Councilman Bill Green introduced a bill last week to toss out the homestead exemption, which excuses homeowners from paying property taxes on a portion of their home’s value.
He’s worried about its effect on businesses and property owners in trendy neighborhoods.
“It gives a whole lot of people, a couple hundred thousand people, a teeny tax break that everybody else has to pay for with a much higher rate,” Green says. “The increase in taxes is passed through to commercial tenants, and people whose leases are coming up look for excuses to leave.”
Councilman W. Wilson Goode Jr., on the other hand, supports the homestead exemption.
He points out that AVI is expected to shift the property-tax burden from business and industrial property owners to homeowners. A homestead exemption would help move part of the burden back to businesses, since they don’t qualify for the break.
“The average taxpayer with a home with average or median value would gain from a homestead exemption,” Goode says. “If you’re not trying to benefit the average taxpayer, who are you trying to benefit?”
Council has already passed a homestead exemption. It is worth $30,000 or less, depending on the median assessment of homes that get the break.
But the Council President’s office says this amount was a “placeholder” that will now be reexamined.
That could make a big difference for homeowners.
For instance, say the city had a $30,000 exemption. Then a $150,000 house would only be taxed at a value of $120,000. Under a 1.4 percent rate, that means the homeowner would get a tax bill of $1,680. But with a $15,000 exemption, that same homeowner would get a bill of $1,890.
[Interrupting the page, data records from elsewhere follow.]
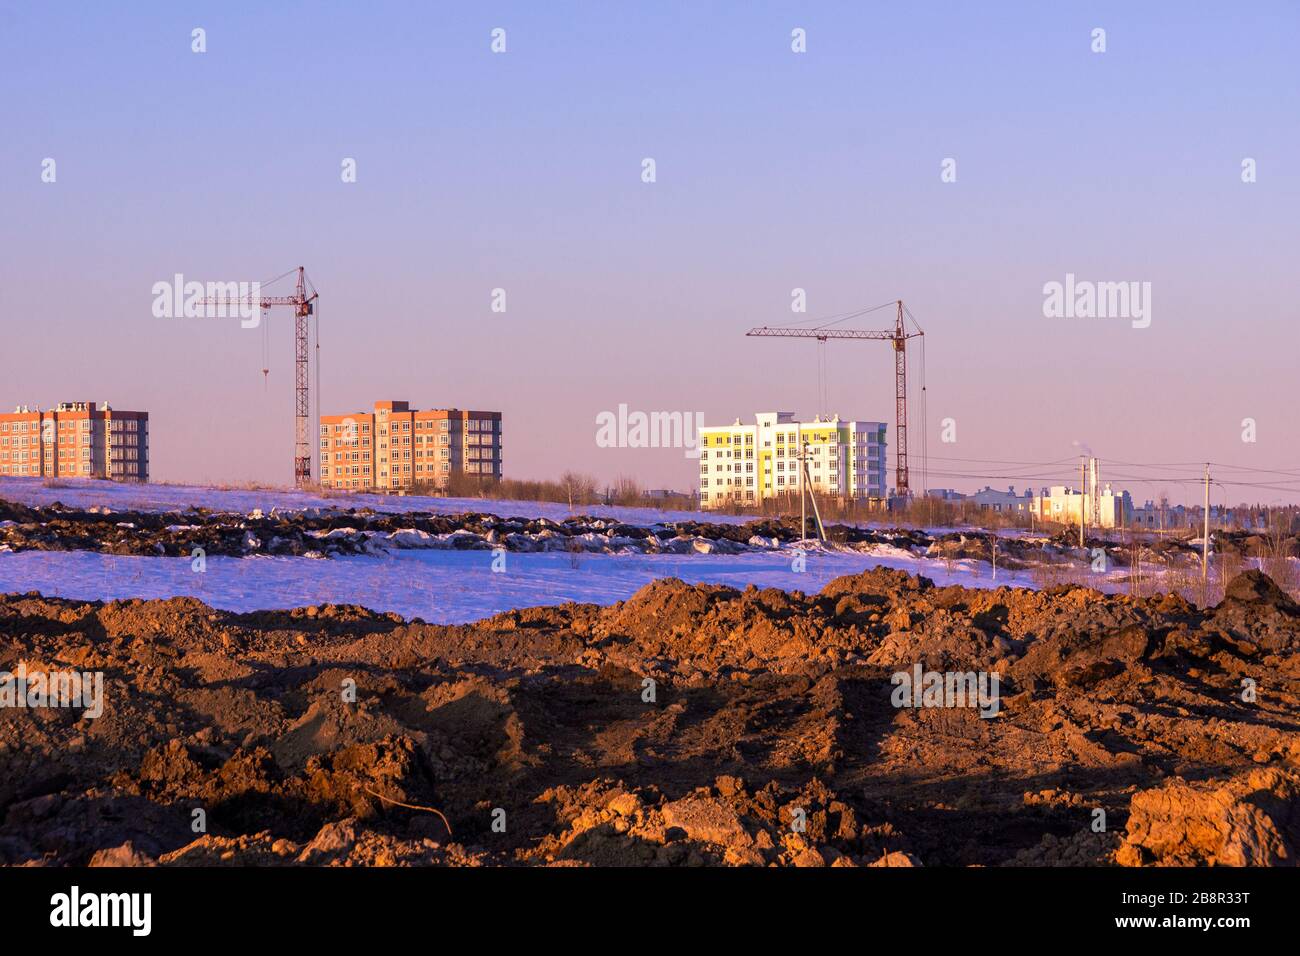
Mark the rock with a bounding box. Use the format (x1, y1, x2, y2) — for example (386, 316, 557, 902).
(714, 775, 745, 797)
(1014, 623, 1152, 688)
(723, 845, 766, 866)
(868, 850, 922, 867)
(297, 819, 358, 865)
(89, 841, 156, 867)
(606, 793, 641, 818)
(1118, 769, 1300, 866)
(791, 846, 825, 867)
(661, 796, 750, 847)
(1056, 659, 1125, 689)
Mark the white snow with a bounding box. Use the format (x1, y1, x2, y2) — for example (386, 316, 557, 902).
(0, 547, 1057, 625)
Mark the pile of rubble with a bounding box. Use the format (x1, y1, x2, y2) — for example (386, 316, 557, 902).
(2, 567, 1297, 867)
(0, 501, 805, 559)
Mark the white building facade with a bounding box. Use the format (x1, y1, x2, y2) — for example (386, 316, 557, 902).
(698, 412, 887, 509)
(1029, 483, 1134, 528)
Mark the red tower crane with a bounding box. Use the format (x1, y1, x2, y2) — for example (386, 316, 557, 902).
(746, 299, 924, 497)
(200, 267, 319, 487)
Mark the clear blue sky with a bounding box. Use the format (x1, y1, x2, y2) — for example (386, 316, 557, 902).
(3, 2, 1297, 504)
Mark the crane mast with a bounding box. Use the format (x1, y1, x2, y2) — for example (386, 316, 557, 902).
(291, 267, 314, 487)
(893, 301, 909, 498)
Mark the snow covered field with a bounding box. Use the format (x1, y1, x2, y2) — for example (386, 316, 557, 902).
(0, 476, 745, 525)
(0, 546, 1062, 624)
(0, 477, 1137, 620)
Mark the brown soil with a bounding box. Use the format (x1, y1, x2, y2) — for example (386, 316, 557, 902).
(2, 567, 1298, 867)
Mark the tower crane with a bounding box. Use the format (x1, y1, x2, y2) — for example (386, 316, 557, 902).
(747, 299, 924, 497)
(199, 266, 319, 487)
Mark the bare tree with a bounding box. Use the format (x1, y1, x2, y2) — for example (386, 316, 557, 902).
(559, 471, 598, 512)
(612, 474, 643, 506)
(1262, 508, 1297, 595)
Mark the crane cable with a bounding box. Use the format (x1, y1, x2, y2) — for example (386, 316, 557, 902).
(258, 266, 300, 288)
(816, 339, 828, 418)
(252, 268, 300, 392)
(315, 299, 321, 482)
(261, 307, 270, 389)
(919, 331, 927, 496)
(787, 299, 899, 331)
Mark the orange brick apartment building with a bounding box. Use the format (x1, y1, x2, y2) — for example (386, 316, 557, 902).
(320, 400, 501, 491)
(0, 401, 149, 482)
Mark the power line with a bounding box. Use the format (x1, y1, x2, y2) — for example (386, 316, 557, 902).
(1209, 462, 1300, 479)
(925, 455, 1078, 466)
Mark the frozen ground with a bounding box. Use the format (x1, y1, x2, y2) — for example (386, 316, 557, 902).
(0, 477, 1041, 536)
(0, 477, 1136, 620)
(0, 476, 745, 526)
(0, 546, 1078, 624)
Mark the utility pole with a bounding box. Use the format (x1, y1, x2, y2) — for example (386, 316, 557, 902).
(1079, 457, 1087, 549)
(1136, 530, 1143, 596)
(800, 456, 806, 541)
(1090, 457, 1102, 529)
(795, 440, 826, 542)
(1202, 462, 1211, 602)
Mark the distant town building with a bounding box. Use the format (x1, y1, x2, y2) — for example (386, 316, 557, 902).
(0, 402, 148, 482)
(1029, 483, 1134, 528)
(643, 488, 695, 503)
(320, 400, 501, 492)
(1131, 499, 1189, 530)
(969, 485, 1035, 514)
(926, 488, 967, 501)
(698, 412, 887, 509)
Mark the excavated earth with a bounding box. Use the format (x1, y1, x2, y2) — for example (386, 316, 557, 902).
(0, 500, 898, 558)
(1, 567, 1298, 867)
(0, 498, 1147, 572)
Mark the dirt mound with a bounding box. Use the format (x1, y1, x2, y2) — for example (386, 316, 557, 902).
(1222, 569, 1297, 608)
(2, 569, 1298, 866)
(0, 502, 834, 559)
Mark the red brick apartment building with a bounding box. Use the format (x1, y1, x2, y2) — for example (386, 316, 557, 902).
(0, 401, 149, 482)
(320, 400, 501, 491)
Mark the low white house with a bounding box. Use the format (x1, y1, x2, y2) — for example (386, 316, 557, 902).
(969, 486, 1035, 514)
(1030, 483, 1133, 528)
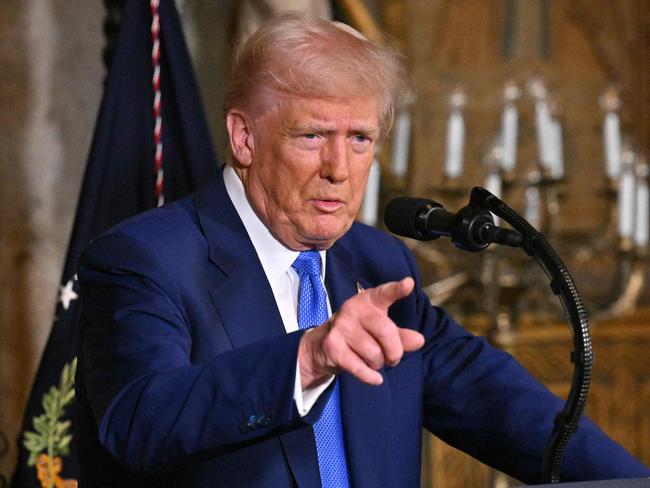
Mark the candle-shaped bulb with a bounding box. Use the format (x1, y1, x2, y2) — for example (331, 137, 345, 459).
(528, 77, 554, 174)
(390, 108, 412, 178)
(617, 146, 636, 241)
(599, 86, 622, 113)
(600, 86, 622, 180)
(501, 81, 520, 173)
(524, 186, 542, 230)
(634, 158, 649, 248)
(360, 158, 381, 227)
(449, 88, 468, 110)
(527, 76, 548, 101)
(503, 80, 521, 103)
(484, 142, 503, 225)
(549, 111, 564, 180)
(444, 88, 467, 179)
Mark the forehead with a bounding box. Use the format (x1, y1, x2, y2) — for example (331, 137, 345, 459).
(262, 93, 380, 132)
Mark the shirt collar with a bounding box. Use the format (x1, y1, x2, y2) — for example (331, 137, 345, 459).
(223, 165, 326, 284)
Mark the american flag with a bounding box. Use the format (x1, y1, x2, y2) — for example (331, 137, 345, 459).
(11, 1, 217, 485)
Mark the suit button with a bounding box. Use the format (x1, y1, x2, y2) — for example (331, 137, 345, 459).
(247, 415, 259, 429)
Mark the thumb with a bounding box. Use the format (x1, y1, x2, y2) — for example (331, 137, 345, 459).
(398, 328, 425, 352)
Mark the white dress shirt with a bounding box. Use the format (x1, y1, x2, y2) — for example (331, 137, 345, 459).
(223, 165, 334, 415)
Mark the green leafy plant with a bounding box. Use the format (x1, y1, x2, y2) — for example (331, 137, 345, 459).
(23, 357, 77, 468)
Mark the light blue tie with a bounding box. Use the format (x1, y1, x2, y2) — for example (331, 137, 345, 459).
(292, 251, 351, 488)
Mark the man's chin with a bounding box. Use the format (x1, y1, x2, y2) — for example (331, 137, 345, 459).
(296, 222, 352, 250)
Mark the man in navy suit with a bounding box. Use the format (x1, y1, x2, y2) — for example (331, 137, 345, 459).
(77, 13, 649, 487)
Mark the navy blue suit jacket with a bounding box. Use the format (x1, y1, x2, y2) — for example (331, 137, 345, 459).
(76, 168, 649, 487)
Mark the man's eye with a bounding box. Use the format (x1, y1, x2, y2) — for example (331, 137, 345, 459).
(353, 134, 370, 143)
(302, 133, 318, 140)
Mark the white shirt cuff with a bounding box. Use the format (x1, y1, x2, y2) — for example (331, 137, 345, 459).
(293, 357, 335, 416)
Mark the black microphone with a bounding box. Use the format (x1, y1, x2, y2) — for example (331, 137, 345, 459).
(384, 197, 522, 252)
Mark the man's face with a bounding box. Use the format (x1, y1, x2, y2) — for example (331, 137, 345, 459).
(233, 95, 380, 250)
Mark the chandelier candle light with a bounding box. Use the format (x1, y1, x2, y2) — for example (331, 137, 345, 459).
(484, 143, 503, 226)
(634, 159, 649, 249)
(500, 81, 520, 173)
(600, 87, 623, 181)
(528, 78, 555, 177)
(444, 88, 467, 179)
(360, 158, 381, 227)
(390, 107, 412, 178)
(549, 112, 564, 181)
(524, 186, 542, 230)
(618, 146, 636, 244)
(484, 145, 504, 200)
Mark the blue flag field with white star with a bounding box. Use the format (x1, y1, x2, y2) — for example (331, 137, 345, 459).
(11, 1, 218, 485)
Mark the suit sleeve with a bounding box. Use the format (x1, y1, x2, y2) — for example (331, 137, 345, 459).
(396, 242, 650, 484)
(78, 232, 326, 474)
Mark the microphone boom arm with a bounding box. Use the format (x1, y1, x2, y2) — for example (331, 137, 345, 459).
(469, 187, 593, 484)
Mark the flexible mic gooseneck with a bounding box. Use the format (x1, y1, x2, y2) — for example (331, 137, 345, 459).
(384, 188, 592, 484)
(384, 196, 522, 251)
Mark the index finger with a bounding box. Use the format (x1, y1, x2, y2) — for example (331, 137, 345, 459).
(367, 277, 414, 309)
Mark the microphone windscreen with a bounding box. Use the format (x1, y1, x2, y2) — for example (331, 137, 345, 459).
(384, 197, 431, 239)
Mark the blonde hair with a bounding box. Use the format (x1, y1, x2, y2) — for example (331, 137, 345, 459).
(224, 13, 407, 136)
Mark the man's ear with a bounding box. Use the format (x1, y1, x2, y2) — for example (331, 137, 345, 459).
(226, 109, 255, 167)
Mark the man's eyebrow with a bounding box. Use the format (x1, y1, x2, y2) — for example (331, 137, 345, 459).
(288, 123, 380, 135)
(288, 123, 334, 133)
(352, 126, 381, 136)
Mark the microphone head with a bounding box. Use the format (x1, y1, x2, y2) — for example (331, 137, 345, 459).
(384, 197, 439, 240)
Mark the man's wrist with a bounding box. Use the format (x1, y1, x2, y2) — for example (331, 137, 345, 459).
(294, 356, 335, 416)
(298, 326, 332, 390)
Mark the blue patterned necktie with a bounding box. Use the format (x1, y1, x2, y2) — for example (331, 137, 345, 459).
(292, 251, 351, 488)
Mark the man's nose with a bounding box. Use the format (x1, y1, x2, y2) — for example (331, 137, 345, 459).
(320, 137, 350, 183)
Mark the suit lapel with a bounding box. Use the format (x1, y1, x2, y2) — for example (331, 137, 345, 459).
(195, 169, 321, 487)
(195, 170, 287, 347)
(327, 239, 391, 488)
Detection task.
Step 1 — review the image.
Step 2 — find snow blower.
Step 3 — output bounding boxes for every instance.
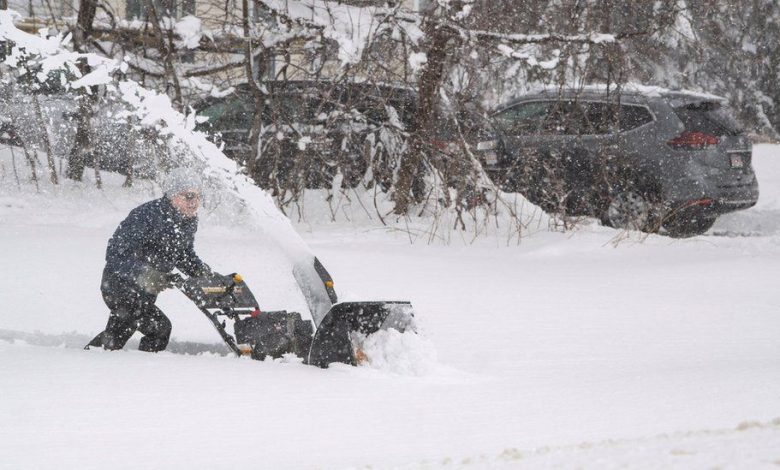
[174,269,415,368]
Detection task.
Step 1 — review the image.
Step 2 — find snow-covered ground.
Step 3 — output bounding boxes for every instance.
[1,145,779,469]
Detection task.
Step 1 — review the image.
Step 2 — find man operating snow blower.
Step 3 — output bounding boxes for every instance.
[86,167,213,352]
[85,168,417,366]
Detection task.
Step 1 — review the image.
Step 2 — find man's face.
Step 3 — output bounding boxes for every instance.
[170,190,201,218]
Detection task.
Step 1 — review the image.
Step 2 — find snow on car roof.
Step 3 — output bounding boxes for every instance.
[522,82,727,100]
[494,83,727,111]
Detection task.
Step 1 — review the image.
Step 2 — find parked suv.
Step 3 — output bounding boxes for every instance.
[476,85,759,237]
[196,81,416,190]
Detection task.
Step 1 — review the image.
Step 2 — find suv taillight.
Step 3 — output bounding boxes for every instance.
[432,139,448,151]
[432,139,459,154]
[667,131,719,149]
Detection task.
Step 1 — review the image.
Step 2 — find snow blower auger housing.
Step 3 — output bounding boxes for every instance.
[176,273,415,367]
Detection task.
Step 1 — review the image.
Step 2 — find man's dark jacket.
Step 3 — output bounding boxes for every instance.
[102,196,208,290]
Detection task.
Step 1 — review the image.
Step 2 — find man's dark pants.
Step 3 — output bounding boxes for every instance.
[88,278,172,352]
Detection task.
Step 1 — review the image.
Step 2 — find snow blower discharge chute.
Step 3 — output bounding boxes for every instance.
[172,266,415,368]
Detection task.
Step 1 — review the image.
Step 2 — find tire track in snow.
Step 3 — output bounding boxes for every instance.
[0,329,231,356]
[389,419,780,469]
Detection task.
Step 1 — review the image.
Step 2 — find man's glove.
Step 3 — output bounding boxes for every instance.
[136,266,177,295]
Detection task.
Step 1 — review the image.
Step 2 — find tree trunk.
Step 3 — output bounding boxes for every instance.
[393,18,456,215]
[22,143,40,192]
[31,94,58,184]
[66,0,98,181]
[66,91,96,181]
[144,0,183,110]
[0,0,7,65]
[242,0,268,185]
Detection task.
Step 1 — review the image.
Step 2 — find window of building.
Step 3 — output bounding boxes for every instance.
[126,0,195,21]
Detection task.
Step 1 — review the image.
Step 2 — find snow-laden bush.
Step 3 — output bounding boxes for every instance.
[0,10,337,323]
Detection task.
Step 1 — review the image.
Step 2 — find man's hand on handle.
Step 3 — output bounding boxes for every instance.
[137,266,183,294]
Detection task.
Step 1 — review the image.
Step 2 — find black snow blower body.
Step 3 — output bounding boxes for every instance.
[176,267,415,368]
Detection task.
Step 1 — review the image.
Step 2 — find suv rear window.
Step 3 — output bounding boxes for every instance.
[673,101,743,136]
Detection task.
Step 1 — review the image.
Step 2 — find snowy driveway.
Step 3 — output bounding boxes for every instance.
[1,146,779,469]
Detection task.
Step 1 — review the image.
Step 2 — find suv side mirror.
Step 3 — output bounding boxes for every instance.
[476,140,498,151]
[476,140,500,165]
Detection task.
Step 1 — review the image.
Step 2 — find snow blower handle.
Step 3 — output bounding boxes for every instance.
[225,273,243,295]
[168,272,232,290]
[167,273,186,289]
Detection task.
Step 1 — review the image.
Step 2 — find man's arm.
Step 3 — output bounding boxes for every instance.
[105,209,153,284]
[177,233,210,278]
City officials estimate that the tax rate would be about 1.25 percent under a revenue-neutral package. With a $30,000 homestead exemption, they say it would be about 1.4 percent.
Mayoral spokesman Mark McDonald says Nutter will discuss whether he wants any tax-relief measures when he releases his proposed budget for next fiscal year.
At this point, Green’s bill doesn’t appear to be popular among Council members.
Councilman Jim Kenney — Green’s lone co-sponsor on the bill last week — has since withdrawn support.
Council President Darrell Clarke also doesn’t back the bill. He says it’s premature to repeal any tax relief now, before the new reassessments have been released.
“Homestead could potentially be a very significant tool,” Clarke says. “I am supportive of having that tool in our box.”
This article has been updated to include more information about the homestead exemption.